There is some overhead due to extra temporaries at line 261:
256 subroutine NF2DPrecon(x,i1,i2) ! 2D NF Preconditioning matrix
257 integer :: i1 , i2
258 real(dpkind),dimension(i2)::x,t
259 integer :: i
260 do i = i1 , i2 , nx
261 if ( i>i1 ) x(i:i+nx-1) = x(i:i+nx-1) - au2(i-nx:i-1)*x(i-nx:i-1)
262 call trisolve(x,i,i+nx-1)
263 enddo
264 do i = i2-2*nx+1 , i1 , -nx
265 t(i:i+nx-1) = au2(i:i+nx-1)*x(i+nx:i+2*nx-1)

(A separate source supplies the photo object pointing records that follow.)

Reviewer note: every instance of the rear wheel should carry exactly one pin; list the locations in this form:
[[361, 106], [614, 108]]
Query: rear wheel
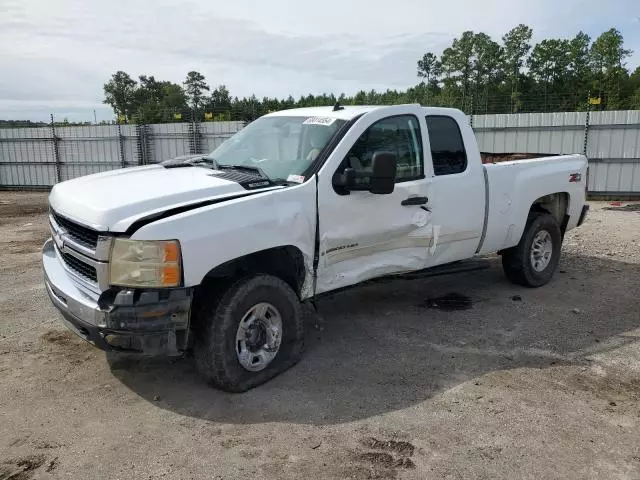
[[534, 260], [250, 334]]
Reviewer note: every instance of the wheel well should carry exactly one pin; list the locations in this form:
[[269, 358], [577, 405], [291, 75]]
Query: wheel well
[[286, 263], [556, 204]]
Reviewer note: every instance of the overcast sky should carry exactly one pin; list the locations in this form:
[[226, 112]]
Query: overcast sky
[[55, 55]]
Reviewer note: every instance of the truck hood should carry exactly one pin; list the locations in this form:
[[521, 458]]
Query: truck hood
[[111, 201]]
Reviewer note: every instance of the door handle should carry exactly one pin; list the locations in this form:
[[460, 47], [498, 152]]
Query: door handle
[[414, 201]]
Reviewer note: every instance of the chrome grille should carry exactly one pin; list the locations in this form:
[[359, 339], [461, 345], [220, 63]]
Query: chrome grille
[[80, 268], [81, 234]]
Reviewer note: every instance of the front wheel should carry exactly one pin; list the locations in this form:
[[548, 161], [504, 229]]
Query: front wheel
[[534, 260], [253, 333]]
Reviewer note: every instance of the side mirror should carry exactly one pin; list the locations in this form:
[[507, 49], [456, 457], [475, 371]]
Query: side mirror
[[383, 173]]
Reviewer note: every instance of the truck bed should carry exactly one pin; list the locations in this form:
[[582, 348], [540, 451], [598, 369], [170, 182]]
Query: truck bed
[[513, 186], [488, 157]]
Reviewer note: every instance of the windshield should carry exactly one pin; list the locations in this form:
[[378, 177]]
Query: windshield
[[279, 146]]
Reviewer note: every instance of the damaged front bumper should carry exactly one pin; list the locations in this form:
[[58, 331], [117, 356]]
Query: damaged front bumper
[[152, 322]]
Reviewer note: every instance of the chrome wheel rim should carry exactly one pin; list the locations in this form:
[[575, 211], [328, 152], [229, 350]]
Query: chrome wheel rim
[[541, 250], [259, 337]]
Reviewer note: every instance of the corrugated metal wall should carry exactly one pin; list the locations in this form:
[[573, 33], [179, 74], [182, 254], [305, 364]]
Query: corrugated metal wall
[[32, 157], [612, 143], [43, 156]]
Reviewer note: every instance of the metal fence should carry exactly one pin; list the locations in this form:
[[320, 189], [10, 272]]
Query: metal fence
[[39, 157], [610, 140], [42, 156]]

266 call trisolve(t,i,i+nx-1)
267 x(i:i+nx-1) = x(i:i+nx-1) - t(i:i+nx-1)
268 enddo
269 end subroutine NF2DPrecon !=========================================
ArrayValueCopy
has special handling for array slices of the form (i:j)
and (j+1:k)
, which allows disambiguating x(i:i+nx-1)
with x(i-nx:i-1)
. We can probably do the same in the optimized bufferization pass or implement something more generic. For example, we can try to use the affine dialect utilities to detect store-load conflicts based on the iteration space constraints derived from the slices configurations and the mapping of the iteration indices to the memory locations (based on the designator indexing).